Branded Channels

The Challenge of Branded Channels

Distributor and dealer relationships can be critical to the success of manufacturers that serve business markets. Yet the potential for conflict is enormous, particularly when one organization has greater leverage. It is conflict that often gets in the way of the opportunity for both organizations to create and capture value. Across B2B industries, increasingly, instances of conflict have involved what we call branded channels — channel partners that have developed abilities, attributes, and associations linked to the channel itself versus the products that it sells, thereby gaining leverage over their suppliers. To avoid or overcome these situations, suppliers need to constantly reassess their value creation and capture strategies, as well as reassess their overall channel strategy in the process.

Channel Evolution and the Rise of Branded Channels

Blue Canyon’s work on supplier-channel conflict has clearly suggested that the potential for conflict exists in virtually every type of distributor and dealer relationship. The issue is not limited to certain product lines, vertical markets, firm demographics or other factors. The nature of branded channels is not where the issues arise; rather, it is the shift in power that occurs as the branded channel builds its position in the marketplace.
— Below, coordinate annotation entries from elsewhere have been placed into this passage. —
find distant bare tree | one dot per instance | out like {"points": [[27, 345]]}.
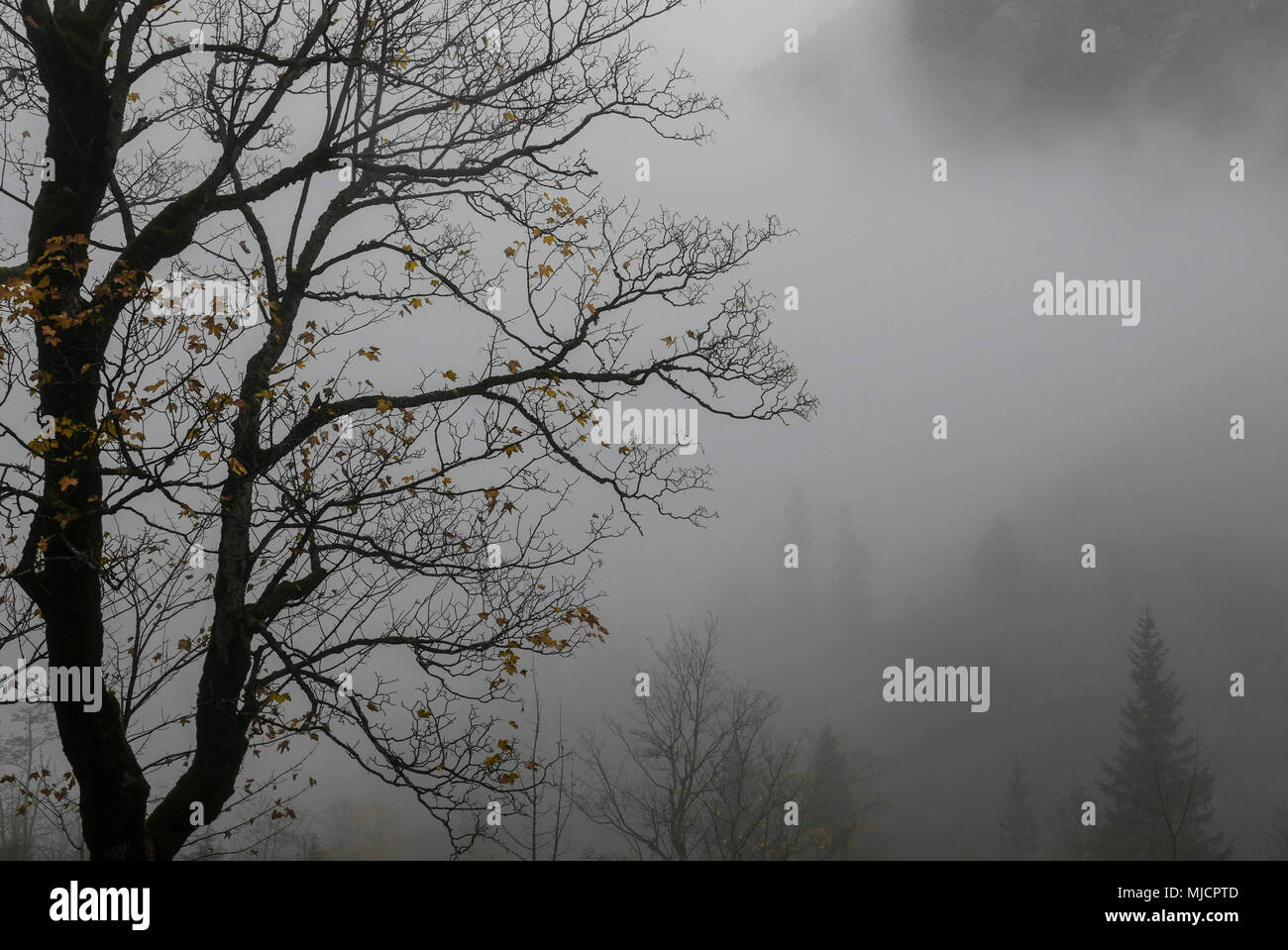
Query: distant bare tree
{"points": [[35, 802], [699, 774], [537, 825]]}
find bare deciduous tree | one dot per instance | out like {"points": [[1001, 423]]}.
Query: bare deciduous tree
{"points": [[372, 175]]}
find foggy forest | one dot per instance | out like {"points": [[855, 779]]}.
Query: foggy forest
{"points": [[643, 430]]}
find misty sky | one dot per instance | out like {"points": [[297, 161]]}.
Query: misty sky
{"points": [[915, 299]]}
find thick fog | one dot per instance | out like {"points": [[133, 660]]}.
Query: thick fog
{"points": [[917, 300]]}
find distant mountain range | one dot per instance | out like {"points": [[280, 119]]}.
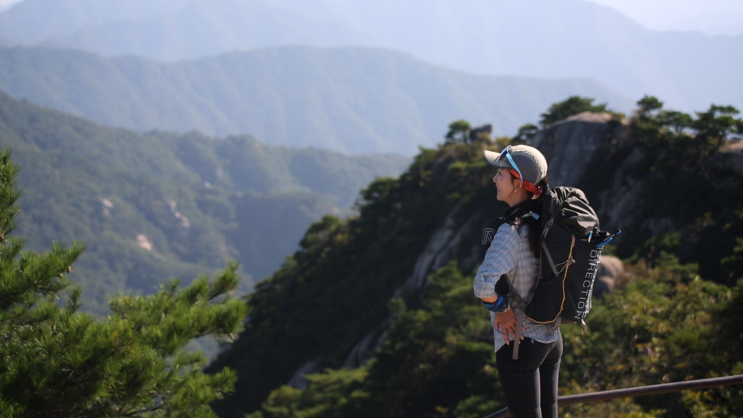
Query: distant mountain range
{"points": [[538, 38], [355, 100], [160, 205]]}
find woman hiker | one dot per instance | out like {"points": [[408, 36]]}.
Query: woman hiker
{"points": [[527, 356]]}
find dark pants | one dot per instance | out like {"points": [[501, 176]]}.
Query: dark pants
{"points": [[530, 383]]}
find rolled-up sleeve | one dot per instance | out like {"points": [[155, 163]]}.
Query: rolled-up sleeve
{"points": [[500, 259]]}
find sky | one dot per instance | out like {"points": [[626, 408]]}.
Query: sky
{"points": [[713, 17]]}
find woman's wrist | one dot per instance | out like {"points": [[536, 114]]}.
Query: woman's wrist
{"points": [[500, 304]]}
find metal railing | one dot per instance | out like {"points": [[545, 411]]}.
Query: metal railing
{"points": [[638, 391]]}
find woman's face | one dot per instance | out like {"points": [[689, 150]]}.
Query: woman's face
{"points": [[508, 189]]}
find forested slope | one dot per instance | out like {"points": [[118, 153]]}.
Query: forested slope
{"points": [[393, 284], [158, 205]]}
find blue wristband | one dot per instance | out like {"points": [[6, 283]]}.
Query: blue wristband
{"points": [[500, 305]]}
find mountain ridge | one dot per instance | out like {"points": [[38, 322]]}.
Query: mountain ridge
{"points": [[158, 205], [356, 100]]}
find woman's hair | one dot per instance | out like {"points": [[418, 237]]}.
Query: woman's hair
{"points": [[515, 216]]}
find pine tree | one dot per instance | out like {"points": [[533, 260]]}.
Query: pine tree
{"points": [[58, 362]]}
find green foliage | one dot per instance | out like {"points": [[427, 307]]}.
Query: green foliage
{"points": [[670, 320], [572, 106], [198, 201], [685, 180], [343, 270], [436, 361], [57, 362], [667, 325], [734, 263]]}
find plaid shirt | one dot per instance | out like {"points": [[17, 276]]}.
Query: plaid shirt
{"points": [[510, 254]]}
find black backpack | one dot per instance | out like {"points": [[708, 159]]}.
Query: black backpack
{"points": [[571, 253]]}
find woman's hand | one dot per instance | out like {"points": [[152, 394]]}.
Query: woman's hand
{"points": [[506, 323]]}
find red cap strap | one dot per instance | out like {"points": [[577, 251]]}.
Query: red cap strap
{"points": [[536, 191]]}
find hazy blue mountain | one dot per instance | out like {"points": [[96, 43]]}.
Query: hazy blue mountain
{"points": [[159, 205], [34, 20], [357, 100], [208, 27], [539, 38]]}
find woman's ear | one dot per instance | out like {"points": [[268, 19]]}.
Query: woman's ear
{"points": [[516, 184]]}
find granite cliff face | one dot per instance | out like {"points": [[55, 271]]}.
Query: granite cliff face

In discussions with clients, we often hear one of the following pair of statements in the context of manufacturer-channel organization interactions:

  1. “They know how important our product is to them. Our products bring a lot of customers to them.” – Spoken by a manufacturer 
  2. “They know how important our channel is to them. Our firm attracts the customers that are candidates to buy their product.” – Spoken by a distributor or other channel organization

While both statements are true to some extent—based on certain occasions and particular customer segments—in the vast majority of instances, one of the two statements is far truer than the other. That truer statement is the elephant in the room—the reality that dominates conversations, negotiations, pricing and margins, and relationships. The imbalance between the two statements is often the foundation for the conflict that arises between the two organizations. Furthermore, the rise of branded channels has also caused a shift in balance that has existed in many B2B markets.

In our experience, we observe far more instances in which the first statement is more accurate. To a great extent, that reflected the imbalance that existed in the size and reach of the two organizations. Manufacturers enjoyed national (or even global) positions and made significant investments in their brands. Channel organizations, on the other hand, operated largely on a local basis, often only serving a modest number of end customers in their city or region. Today, however, we find the balance has shifted considerably towards the latter statement being more accurate due to channel consolidation, which created the opportunity for the growth of branded channels in business markets. These branded channel organizations are often large, frequently have national (or even global) reach, and invest significantly in their brand.

A familiar example of this change draws upon the automotive industry. Not too long ago, every car ad on television or in the newspaper was product centered, communicating why a certain brand of car was the one to buy. Today, you can see a television ad for CarMax, AutoNation, or even some of the major “auto malls” that never mention a single make or model. Rather, these businesses promote themselves as the place to go to buy your next car. Times have indeed changed. Channel organizations have learned that end customer ownership is key and that such ownership translates into leverage when the profit pie is divided.

With distributors and other channel partners now having greater brand recognition, there comes considerable leverage in negotiations and pricing with suppliers (and ultimately a greater ability to command a greater share of the profit pie). Even more concerning to many manufacturers is the fact that such channel organizations have the ability to successfully introduce other products that compete with those produced or branded by the manufacturer itself. Increasingly, we see private labeled channel brands being introduced to compete at the “Better,” and sometimes even the “Best” positions on the Good-Better-Best spectrum, creating even more momentum in terms of capturing the profits earned from the targeted end customers.

What Should Suppliers Do?

Manufacturers and other suppliers, working with or considering working with, organizations that have strong branded channel positions must recognize that the elephant in the room will be wearing a banner that reads, “You know how important our channel is to you, that our firm attracts the customers that are candidates to buy your product.” The implication for profitability is significant. Product profitability declines as the channel commands a greater share of the pie. The loss of control over end customer relationships potentially further compounds the problem. The need to assess value creation and capture strategies by manufacturers that go to market through branded channel relationships is clear and must be a key priority in today’s planning agenda.

Solving this issue is far from easy, and for many manufacturers, the bottom line involves accepting the implications of a shift in the balance of power between them and their branded channel partners, as difficult as that may be. We have seen the full spectrum of responses to this reality. On one extreme, manufacturers refuse to sell their products through branded channels. And the other extreme, manufacturers have renegotiated agreements, transferring product brands to their branded channel partners in the process.

Among the efforts that fall between these two extremes are ones that work to strengthen the manufacturer’s relationship with the end customers. One firm, recognizing the importance of product safety in the markets it served, has built a strong competence in that arena providing training programs and on-line tools for its end customers, often involving its channel partners in such efforts. Another firm has taken advantage of technology to make its equipment smarter and built a community of end customers that are provided best practice information and other insights. While such initiatives don’t blunt the branded channel’s power directly, it somewhat restores the importance of the manufacturer’s brand across all of the channels through which they sell.